Reputation: 157
I have done a simple pipeline where I take a couple of files, merge them (well not really, but let's pretend they are merged) into one whose filename is a simple combinations of the two (file1_file2.output) and perform some operations. The pipeline works perfectly if I manually provide the filenames for both file1 and file2, but what I really what to do is something like this:
Let's pretend I have 5 files A, B, C, D and E. I want to run the pipeline for those pairs: A-D, B-D and C-E and this is the Snakefile
rule all:
input:
expand("output/{file1}_{file2}.output")
rule Paste:
input:
F1="{file1}",
F2="{file2}"
output:
out="output/{file1}_{file2}.output"
shell:
"paste {input.F1} {input.F2} > {output.out}"
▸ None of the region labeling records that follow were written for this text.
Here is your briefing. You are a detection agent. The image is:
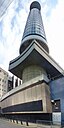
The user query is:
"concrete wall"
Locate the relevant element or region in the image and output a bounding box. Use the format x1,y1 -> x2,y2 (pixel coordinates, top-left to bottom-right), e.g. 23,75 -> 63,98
1,83 -> 52,113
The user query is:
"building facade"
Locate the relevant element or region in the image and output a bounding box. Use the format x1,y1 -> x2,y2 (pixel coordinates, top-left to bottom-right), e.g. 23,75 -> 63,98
1,1 -> 64,125
0,68 -> 8,98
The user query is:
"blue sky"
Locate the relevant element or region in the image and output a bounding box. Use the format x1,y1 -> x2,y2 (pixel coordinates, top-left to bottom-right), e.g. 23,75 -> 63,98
0,0 -> 64,71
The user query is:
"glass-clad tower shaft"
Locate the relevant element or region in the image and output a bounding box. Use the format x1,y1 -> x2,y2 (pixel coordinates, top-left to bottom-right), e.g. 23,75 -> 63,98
20,1 -> 49,54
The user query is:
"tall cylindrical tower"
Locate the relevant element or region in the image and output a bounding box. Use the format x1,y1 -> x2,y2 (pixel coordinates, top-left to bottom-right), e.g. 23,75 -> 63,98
19,1 -> 49,54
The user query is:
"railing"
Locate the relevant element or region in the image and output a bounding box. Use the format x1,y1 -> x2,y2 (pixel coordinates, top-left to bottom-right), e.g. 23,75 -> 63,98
36,120 -> 61,128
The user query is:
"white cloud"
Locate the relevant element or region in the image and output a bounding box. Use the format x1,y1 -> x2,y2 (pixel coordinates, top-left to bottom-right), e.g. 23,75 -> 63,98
45,0 -> 64,68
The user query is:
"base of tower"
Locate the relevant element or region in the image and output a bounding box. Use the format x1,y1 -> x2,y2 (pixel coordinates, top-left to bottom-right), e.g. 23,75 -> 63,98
2,113 -> 52,124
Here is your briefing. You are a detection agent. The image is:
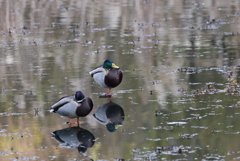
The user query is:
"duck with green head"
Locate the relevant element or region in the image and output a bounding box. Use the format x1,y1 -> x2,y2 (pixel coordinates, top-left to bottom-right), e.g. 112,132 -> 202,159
50,91 -> 93,126
89,59 -> 123,95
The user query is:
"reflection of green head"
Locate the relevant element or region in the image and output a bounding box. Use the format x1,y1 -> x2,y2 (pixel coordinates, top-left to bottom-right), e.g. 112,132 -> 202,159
106,123 -> 117,132
106,123 -> 121,132
103,59 -> 119,69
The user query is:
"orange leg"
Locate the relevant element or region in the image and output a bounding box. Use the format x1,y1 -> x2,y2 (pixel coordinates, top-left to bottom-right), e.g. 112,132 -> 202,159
77,117 -> 80,127
105,88 -> 111,95
69,119 -> 75,127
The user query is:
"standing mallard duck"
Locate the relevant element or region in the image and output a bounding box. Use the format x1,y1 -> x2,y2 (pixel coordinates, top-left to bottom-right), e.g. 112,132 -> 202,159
50,91 -> 93,126
89,59 -> 123,95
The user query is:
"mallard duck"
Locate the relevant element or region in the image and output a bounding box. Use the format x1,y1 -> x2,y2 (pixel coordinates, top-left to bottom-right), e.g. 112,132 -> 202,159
50,91 -> 93,126
89,59 -> 123,95
52,127 -> 95,154
93,101 -> 125,132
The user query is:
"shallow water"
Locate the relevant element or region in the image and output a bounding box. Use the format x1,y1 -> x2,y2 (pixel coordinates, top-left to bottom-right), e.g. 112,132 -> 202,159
0,0 -> 240,161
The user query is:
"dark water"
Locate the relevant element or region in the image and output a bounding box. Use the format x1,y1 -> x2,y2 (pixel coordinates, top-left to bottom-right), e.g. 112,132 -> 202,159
0,0 -> 240,161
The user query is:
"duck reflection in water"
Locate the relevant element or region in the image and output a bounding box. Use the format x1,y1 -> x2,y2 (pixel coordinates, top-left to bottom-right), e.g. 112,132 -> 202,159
52,127 -> 95,154
93,101 -> 125,132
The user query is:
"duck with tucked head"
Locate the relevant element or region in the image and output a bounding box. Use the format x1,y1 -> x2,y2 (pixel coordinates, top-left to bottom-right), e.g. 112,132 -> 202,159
89,59 -> 123,95
50,91 -> 93,126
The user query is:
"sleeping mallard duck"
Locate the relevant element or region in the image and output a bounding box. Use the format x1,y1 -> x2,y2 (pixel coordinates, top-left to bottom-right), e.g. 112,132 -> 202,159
89,59 -> 123,95
50,91 -> 93,126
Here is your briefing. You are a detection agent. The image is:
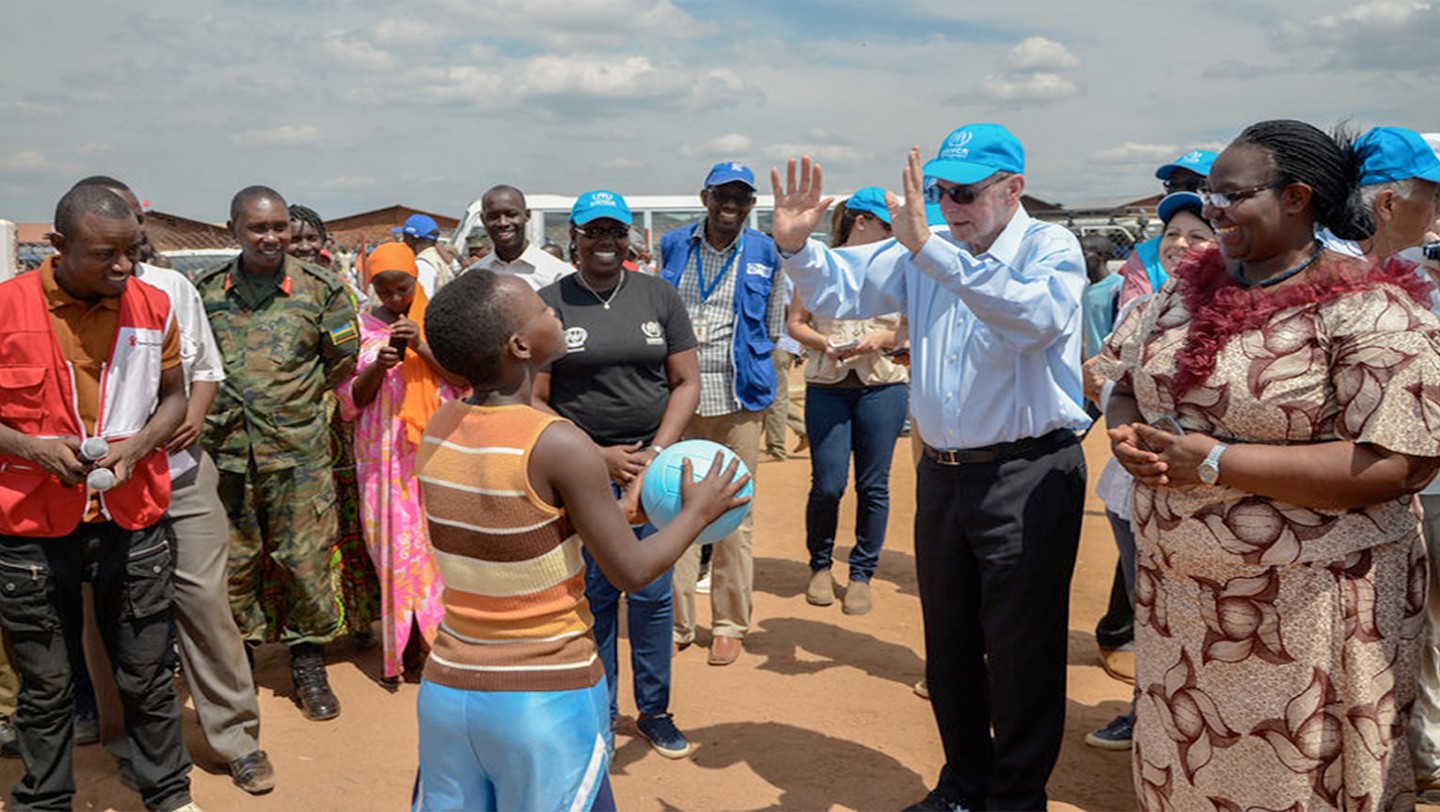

What is the best way to do so?
Upvotes: 2
Views: 921
Reputation: 3368
You have to define the real names of the target files in rule all. Then use the wildcards to get the input files. It would look like this:
rule all:
input:
expand("output/{combination}.output", combination=["A_D","B_D","C_E"])
rule Paste:
input:
F1="{file1}",
F2="{file2}"
output:
out="output/{file1}_{file2}.output"
shell:
"paste {input.F1} {input.F2} > {output.out}"
Please note that using a poor separator like "_" might mess up the wildcards determination if your input files (A,B,C,D,E) also contain "_". I would use something you are sure will not be used in a file name (ie: "__", "_-_", or anything appropriate)
Upvotes: 1